Tag Archive: bills

Heating patterns

I just got my gas bill for the past month. It’s ridiculous. I don’t know how I let it get to such a high point. Over the month I’ve had it set to a steady 66°F/19°C. It’s not the warmest setting, but it’s enough to warm the place up when things get too nippy. Perhaps I could have set it lower. I mean, over the past few nights I’ve been waking up in the middle of the night covered in sweat. You’d think that would be a clue that I don’t need that much heating. Also, I’m out of the condo most of the time anyway. Work, improv, and running take me out of here often enough and there aren’t any pets here that might require some heat. I only have plants here, and I’m almost certain they can tolerate a bit of chilliness.

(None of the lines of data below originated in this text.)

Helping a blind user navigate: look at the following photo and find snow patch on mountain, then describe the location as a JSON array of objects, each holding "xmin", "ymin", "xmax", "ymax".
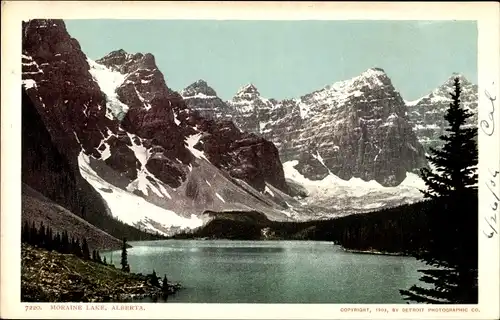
[
  {"xmin": 127, "ymin": 133, "xmax": 149, "ymax": 166},
  {"xmin": 311, "ymin": 151, "xmax": 332, "ymax": 174},
  {"xmin": 78, "ymin": 152, "xmax": 203, "ymax": 234},
  {"xmin": 404, "ymin": 98, "xmax": 422, "ymax": 107},
  {"xmin": 22, "ymin": 79, "xmax": 38, "ymax": 90},
  {"xmin": 99, "ymin": 142, "xmax": 111, "ymax": 161},
  {"xmin": 87, "ymin": 58, "xmax": 129, "ymax": 120},
  {"xmin": 134, "ymin": 87, "xmax": 153, "ymax": 111},
  {"xmin": 283, "ymin": 160, "xmax": 425, "ymax": 212},
  {"xmin": 230, "ymin": 100, "xmax": 256, "ymax": 113},
  {"xmin": 215, "ymin": 193, "xmax": 226, "ymax": 203},
  {"xmin": 123, "ymin": 132, "xmax": 173, "ymax": 199},
  {"xmin": 185, "ymin": 133, "xmax": 208, "ymax": 161},
  {"xmin": 183, "ymin": 93, "xmax": 217, "ymax": 100},
  {"xmin": 264, "ymin": 185, "xmax": 275, "ymax": 197}
]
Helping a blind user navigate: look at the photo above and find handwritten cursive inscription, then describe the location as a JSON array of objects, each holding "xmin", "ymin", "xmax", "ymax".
[
  {"xmin": 480, "ymin": 89, "xmax": 496, "ymax": 136},
  {"xmin": 480, "ymin": 83, "xmax": 499, "ymax": 239},
  {"xmin": 483, "ymin": 169, "xmax": 499, "ymax": 238}
]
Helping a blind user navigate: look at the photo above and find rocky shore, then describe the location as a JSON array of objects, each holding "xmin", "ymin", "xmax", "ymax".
[{"xmin": 21, "ymin": 244, "xmax": 181, "ymax": 302}]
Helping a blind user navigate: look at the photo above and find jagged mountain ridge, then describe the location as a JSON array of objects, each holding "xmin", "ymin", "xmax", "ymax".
[
  {"xmin": 183, "ymin": 68, "xmax": 427, "ymax": 187},
  {"xmin": 22, "ymin": 19, "xmax": 476, "ymax": 236},
  {"xmin": 180, "ymin": 71, "xmax": 477, "ymax": 216},
  {"xmin": 21, "ymin": 19, "xmax": 297, "ymax": 237}
]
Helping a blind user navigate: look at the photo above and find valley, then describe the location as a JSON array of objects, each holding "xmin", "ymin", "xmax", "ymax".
[{"xmin": 21, "ymin": 19, "xmax": 478, "ymax": 238}]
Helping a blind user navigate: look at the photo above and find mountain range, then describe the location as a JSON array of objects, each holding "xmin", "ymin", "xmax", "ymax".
[{"xmin": 21, "ymin": 19, "xmax": 478, "ymax": 240}]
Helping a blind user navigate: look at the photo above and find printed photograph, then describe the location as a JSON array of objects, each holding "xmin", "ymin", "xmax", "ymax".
[{"xmin": 21, "ymin": 19, "xmax": 479, "ymax": 304}]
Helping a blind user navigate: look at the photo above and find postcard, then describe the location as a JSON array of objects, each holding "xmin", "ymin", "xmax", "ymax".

The bill has a bit of my heating history. From what I can see, most of the time my gas bill is really low. January is my highest month, followed by February where I only seem to use half as much gas as January. Last year, by March, the heating was off and I toughed things out. By that time spring weather was starting to emerge so I was happy enough to just put on a sweater when I needed to. Fast forward to this year, and it seems like the same pattern is emerging. I can almost see the psychology behind it all.

  • With January being really cold it’s far too easy to turn on the heat and just let it run.
  • When I get the bill there’s a moment of “what the hell?!” That, in turn, causes me to use half as much heat in February.
  • By March I feel like an ace at toughing out the cold, so I end up switching off the heat for the whole month.

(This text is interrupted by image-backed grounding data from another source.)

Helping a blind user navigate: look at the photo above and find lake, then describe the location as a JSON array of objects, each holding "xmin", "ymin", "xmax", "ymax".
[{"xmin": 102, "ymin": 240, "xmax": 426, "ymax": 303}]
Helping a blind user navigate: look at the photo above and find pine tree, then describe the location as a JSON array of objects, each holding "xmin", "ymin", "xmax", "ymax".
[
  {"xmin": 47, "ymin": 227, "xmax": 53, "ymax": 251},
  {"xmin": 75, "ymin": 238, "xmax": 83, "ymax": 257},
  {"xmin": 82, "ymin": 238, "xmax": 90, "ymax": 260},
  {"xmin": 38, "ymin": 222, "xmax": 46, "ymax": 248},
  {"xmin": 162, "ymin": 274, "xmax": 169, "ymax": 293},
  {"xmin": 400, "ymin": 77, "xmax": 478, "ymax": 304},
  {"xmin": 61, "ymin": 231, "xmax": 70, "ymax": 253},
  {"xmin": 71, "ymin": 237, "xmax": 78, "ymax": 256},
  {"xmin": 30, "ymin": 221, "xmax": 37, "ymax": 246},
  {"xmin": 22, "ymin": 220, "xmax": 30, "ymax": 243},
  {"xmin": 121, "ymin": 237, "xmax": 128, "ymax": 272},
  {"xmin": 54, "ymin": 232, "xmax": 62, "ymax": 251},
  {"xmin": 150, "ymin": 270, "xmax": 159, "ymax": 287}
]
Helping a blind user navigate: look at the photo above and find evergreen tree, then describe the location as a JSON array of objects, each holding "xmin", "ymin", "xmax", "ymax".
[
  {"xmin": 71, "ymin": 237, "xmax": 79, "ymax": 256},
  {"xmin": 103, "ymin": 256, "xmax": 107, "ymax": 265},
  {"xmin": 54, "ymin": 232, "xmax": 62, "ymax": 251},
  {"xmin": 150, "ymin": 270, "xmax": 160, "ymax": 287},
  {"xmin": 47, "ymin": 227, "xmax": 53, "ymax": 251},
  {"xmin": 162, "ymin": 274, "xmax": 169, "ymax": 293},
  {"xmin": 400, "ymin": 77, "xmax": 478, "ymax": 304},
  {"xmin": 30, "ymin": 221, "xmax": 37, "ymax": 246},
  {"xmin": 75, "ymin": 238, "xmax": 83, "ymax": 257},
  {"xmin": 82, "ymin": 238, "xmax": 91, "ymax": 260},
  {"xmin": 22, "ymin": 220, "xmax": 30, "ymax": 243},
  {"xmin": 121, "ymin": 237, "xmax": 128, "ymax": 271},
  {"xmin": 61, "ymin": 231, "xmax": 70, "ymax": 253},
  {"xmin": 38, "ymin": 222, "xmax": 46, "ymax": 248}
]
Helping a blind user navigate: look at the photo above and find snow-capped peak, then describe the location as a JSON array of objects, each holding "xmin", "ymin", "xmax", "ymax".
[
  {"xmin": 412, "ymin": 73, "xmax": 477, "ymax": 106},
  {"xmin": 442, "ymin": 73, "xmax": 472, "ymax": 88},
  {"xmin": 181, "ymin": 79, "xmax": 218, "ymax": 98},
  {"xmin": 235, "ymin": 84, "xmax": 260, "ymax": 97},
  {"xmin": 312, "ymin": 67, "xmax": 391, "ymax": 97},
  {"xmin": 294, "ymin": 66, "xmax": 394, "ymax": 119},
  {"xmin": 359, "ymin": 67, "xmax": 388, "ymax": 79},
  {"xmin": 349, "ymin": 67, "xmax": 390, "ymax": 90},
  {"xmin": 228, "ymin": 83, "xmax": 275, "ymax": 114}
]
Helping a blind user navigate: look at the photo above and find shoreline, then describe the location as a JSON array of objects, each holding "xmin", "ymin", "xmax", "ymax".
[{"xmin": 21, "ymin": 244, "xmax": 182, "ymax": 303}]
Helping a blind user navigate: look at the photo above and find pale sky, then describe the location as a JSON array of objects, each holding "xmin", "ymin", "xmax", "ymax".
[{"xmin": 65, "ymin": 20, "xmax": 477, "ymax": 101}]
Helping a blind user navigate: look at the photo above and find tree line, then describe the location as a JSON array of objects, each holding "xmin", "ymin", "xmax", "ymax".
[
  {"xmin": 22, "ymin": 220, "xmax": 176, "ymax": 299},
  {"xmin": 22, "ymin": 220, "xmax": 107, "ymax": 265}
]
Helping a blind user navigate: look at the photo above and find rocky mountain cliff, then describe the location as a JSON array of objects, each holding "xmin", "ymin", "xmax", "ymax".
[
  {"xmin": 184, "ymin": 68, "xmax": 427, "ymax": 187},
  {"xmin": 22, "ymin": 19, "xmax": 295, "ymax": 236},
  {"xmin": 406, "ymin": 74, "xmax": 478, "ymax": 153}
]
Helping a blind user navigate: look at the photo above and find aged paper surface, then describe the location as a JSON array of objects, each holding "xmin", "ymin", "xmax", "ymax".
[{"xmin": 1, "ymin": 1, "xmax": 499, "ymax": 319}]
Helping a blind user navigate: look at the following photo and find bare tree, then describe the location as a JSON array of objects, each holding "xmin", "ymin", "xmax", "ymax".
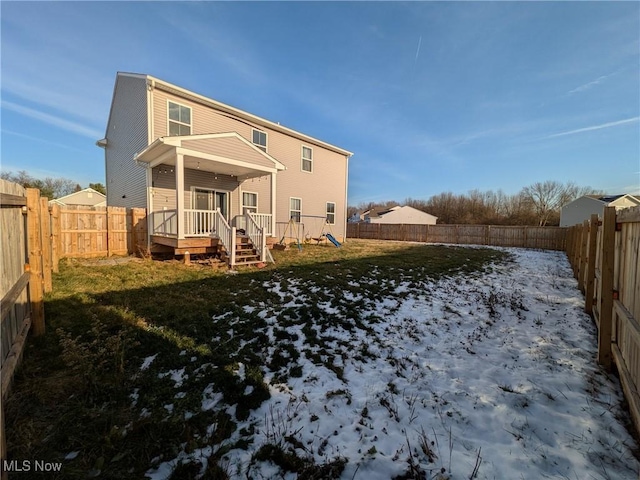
[{"xmin": 1, "ymin": 170, "xmax": 81, "ymax": 199}]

I still recall Hui stating something along the lines of saving money shouldn’t mean having to be cold. I guess I agree. All the same, I know what my tolerance levels are. If I can save a few dollars and still feel like I’m not freezing in here, then all the more power to me. I’m happy enough to be curled up here under the duvet.

Financial panic?

Usually, I’m in a relatively good state of mind when it comes to my finances. I’m usually of the opinion that I’m doing all right, and when life throws curve balls (like suddenly needing car repairs) I’ll just find a way to manage–the point being that I will manage. Once in a while though, some thought will cross my mind causing me to go into one of those mini-panic states. I’m in one of those states right now; it’s making me feel like my mind is going a mile a minute.

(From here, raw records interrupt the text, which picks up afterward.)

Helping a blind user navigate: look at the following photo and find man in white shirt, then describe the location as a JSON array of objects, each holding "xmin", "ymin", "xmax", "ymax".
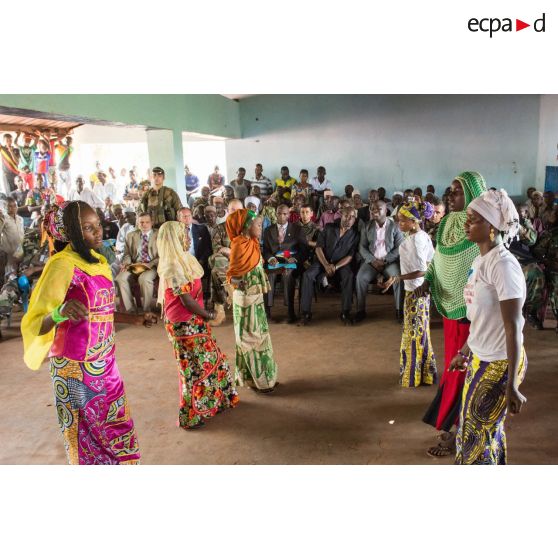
[
  {"xmin": 111, "ymin": 208, "xmax": 137, "ymax": 277},
  {"xmin": 0, "ymin": 197, "xmax": 25, "ymax": 277},
  {"xmin": 68, "ymin": 176, "xmax": 105, "ymax": 209},
  {"xmin": 94, "ymin": 171, "xmax": 117, "ymax": 202},
  {"xmin": 310, "ymin": 166, "xmax": 334, "ymax": 214},
  {"xmin": 115, "ymin": 168, "xmax": 129, "ymax": 202},
  {"xmin": 115, "ymin": 208, "xmax": 137, "ymax": 254},
  {"xmin": 310, "ymin": 166, "xmax": 334, "ymax": 193}
]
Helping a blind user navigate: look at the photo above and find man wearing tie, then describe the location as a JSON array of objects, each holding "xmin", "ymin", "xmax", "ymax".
[
  {"xmin": 115, "ymin": 212, "xmax": 159, "ymax": 312},
  {"xmin": 178, "ymin": 207, "xmax": 213, "ymax": 300},
  {"xmin": 263, "ymin": 204, "xmax": 308, "ymax": 323}
]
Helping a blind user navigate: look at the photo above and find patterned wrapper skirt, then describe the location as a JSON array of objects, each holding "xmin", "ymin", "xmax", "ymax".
[
  {"xmin": 455, "ymin": 349, "xmax": 527, "ymax": 465},
  {"xmin": 399, "ymin": 291, "xmax": 437, "ymax": 387},
  {"xmin": 232, "ymin": 289, "xmax": 278, "ymax": 390},
  {"xmin": 50, "ymin": 354, "xmax": 140, "ymax": 465},
  {"xmin": 165, "ymin": 316, "xmax": 239, "ymax": 429}
]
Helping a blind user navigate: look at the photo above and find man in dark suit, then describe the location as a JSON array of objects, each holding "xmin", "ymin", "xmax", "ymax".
[
  {"xmin": 355, "ymin": 200, "xmax": 404, "ymax": 322},
  {"xmin": 263, "ymin": 204, "xmax": 307, "ymax": 323},
  {"xmin": 178, "ymin": 207, "xmax": 213, "ymax": 300},
  {"xmin": 357, "ymin": 188, "xmax": 380, "ymax": 227},
  {"xmin": 300, "ymin": 207, "xmax": 359, "ymax": 325}
]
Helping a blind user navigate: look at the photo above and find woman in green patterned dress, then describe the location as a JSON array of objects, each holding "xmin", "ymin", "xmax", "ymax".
[
  {"xmin": 226, "ymin": 208, "xmax": 279, "ymax": 393},
  {"xmin": 417, "ymin": 171, "xmax": 487, "ymax": 457}
]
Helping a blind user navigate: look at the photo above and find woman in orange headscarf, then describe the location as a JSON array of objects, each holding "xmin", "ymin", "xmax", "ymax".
[{"xmin": 227, "ymin": 208, "xmax": 278, "ymax": 393}]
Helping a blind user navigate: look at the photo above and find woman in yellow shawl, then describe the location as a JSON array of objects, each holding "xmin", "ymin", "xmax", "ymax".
[
  {"xmin": 157, "ymin": 221, "xmax": 238, "ymax": 430},
  {"xmin": 21, "ymin": 201, "xmax": 156, "ymax": 465},
  {"xmin": 227, "ymin": 208, "xmax": 278, "ymax": 393}
]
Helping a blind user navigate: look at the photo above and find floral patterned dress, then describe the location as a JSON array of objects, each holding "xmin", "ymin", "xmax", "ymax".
[{"xmin": 164, "ymin": 278, "xmax": 239, "ymax": 429}]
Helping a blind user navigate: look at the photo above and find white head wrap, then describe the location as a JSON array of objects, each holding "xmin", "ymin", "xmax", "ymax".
[
  {"xmin": 468, "ymin": 189, "xmax": 520, "ymax": 246},
  {"xmin": 244, "ymin": 195, "xmax": 261, "ymax": 212}
]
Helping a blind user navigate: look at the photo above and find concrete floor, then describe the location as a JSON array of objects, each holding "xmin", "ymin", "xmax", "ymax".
[{"xmin": 1, "ymin": 293, "xmax": 557, "ymax": 464}]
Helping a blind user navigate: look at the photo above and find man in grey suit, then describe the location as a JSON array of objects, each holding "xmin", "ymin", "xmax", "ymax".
[
  {"xmin": 115, "ymin": 212, "xmax": 159, "ymax": 312},
  {"xmin": 355, "ymin": 200, "xmax": 403, "ymax": 322}
]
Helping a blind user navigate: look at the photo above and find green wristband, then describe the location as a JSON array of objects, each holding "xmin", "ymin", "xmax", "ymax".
[{"xmin": 51, "ymin": 304, "xmax": 69, "ymax": 324}]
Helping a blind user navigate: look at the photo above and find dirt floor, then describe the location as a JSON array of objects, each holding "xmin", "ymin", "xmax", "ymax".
[{"xmin": 1, "ymin": 292, "xmax": 557, "ymax": 465}]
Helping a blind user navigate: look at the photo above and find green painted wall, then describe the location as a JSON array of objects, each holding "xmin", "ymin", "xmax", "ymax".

I was just thinking about all of my costs, and how they’ll all come to the forefront once I’m out on my own. Can I afford the mortgage? Yes, I can. However, can I maintain my current lifestyle? Can I pay the bills? Yeah, I suppose. I was listing some expenses out, and was sort of surprised at how the list grew quickly: car insurance, cell, phone (maybe can be dropped if I only use the cell), Internet, cable, transit pass, etc. Will I have enough leftover for savings and furnishing the place? Euh…maybe? Can I even afford entertainment? Sorta…

Argh! All of this thinking is driving me crazy! So, am I really ready for a mortgage? I guess I am. It’ll be easier to figure out how to set my finances in order once I’m knee deep into all of it. That’s still long off though. That doesn’t mean that I’m not already being affected by the thing. I’m fretting about how I’m saving money for my down. It would be amazing if I can hit my goal of 20%, but it’s just flat out starting to look more and more difficult. I need some of that money to fund upgrades to appliances and fixtures. Heheh. Yeah, I know that those shouldn’t be thinking about those things if I’m worried about other issues. Still, I want it all to look awesome. Wow, I sound so irrational.

I’m even starting to float around the idea of having a part time job on the weekend to generate more income, but I somehow don’t think it would make all that much of a difference. Might also be hard to find a respectable weekend job with decent pay, no? Ah, but I think I want that time to myself…

Che. I need to stop worrying for now. As long as I’m sensible, I should be fine. Tomorrow morning when I wake up I’m hoping that I’m back to my “all is well” state because worrying is really draining.